And so he'd become an acolyte. Sometimes he wondered how much of that had been an honest desire to serve Athena, and how much a sop to his worldly vanity. Certainly a college history instructor had enough to do, without adding the unpaid religious services of an acolyte to his work.
But these were thoughts unworthy of his position. They reminded him of his own childhood, when he had dreamed of becoming one of the Lesser Gods, or even Zeus himself! Zeus had provided the best answer to those dreams, Forrester knew. "Now I am a man," Zeus had said, "and I put away childish things."
Well, Forrester considered, it behooved him to put away childish things, too. A mere vanity, a mere love of spectacle, was unworthy of the Goddess he served. And his costume and bearing certainly hadn't got him very far with Gerda.
He tore his eyes away from her again, and sighed.
Before he could bring his mind back to Athena, there was an interruption.

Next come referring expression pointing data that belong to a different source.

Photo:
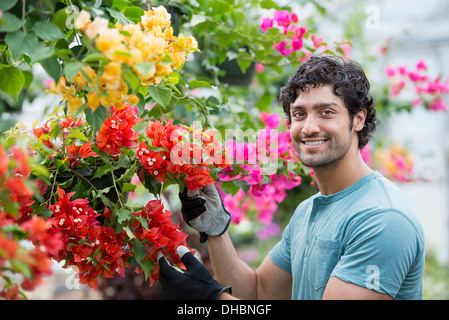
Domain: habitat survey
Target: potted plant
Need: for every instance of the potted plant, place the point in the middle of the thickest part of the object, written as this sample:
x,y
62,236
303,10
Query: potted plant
x,y
110,127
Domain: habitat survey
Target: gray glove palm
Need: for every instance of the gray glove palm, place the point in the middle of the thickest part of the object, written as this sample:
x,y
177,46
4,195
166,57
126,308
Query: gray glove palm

Another white-clad acolyte moved out of the shadows to his right and came softly toward him. "Forrester?" he whispered.
Forrester turned, recognizing young Bates, a chinless boy of perhaps twenty-two, with the wide, innocent eyes of the born fanatic. But it didn't become a servant of Athena to think ill of her other servants, Forrester reminded himself. Brushing the possibility of a rude reply from his mind, Forrester said simply: "Yes? What is it?"

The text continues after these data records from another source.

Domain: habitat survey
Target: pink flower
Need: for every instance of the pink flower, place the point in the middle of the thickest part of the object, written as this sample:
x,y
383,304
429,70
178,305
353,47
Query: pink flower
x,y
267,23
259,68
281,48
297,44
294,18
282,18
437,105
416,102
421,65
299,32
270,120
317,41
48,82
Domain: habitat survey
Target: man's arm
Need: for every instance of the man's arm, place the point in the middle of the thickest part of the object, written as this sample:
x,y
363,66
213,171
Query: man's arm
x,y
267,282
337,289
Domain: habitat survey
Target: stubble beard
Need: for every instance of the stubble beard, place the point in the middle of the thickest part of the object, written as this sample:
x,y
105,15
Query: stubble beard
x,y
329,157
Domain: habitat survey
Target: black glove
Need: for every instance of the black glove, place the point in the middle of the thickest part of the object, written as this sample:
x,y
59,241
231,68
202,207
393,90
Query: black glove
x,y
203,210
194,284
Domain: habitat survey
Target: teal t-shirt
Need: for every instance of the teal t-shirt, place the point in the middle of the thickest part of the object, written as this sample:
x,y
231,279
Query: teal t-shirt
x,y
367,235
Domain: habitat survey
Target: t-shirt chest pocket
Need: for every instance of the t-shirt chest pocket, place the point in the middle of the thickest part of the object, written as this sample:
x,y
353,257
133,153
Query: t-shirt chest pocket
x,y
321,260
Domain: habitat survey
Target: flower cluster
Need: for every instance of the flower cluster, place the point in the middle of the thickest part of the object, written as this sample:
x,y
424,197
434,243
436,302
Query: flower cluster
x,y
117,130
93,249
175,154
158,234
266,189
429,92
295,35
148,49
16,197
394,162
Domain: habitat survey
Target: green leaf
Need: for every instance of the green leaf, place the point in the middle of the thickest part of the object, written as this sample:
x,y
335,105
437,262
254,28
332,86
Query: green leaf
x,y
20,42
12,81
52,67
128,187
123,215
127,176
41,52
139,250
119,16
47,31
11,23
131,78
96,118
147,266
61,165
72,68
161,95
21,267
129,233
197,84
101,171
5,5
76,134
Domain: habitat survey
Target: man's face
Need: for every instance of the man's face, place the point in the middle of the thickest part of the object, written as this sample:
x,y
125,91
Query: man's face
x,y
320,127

"There's a couple of Temple Myrmidons to see you outside," Bates whispered. "I'll take over your post."
Forrester responded with no more than a simple nod, as if the occurrence were one that happened every day. But it was not only the thought of leaving Gerda that moved him. As he turned and strode to the small door that led to the side room off the main auditorium, he was thinking furiously under his calm exterior.
Temple Myrmidons! What could they want with him? As an acolyte, he was at least immune to arrest by the civil police, and even the Temple Myrmidons had no right to take him into custody without a warrant from the Pontifex himself.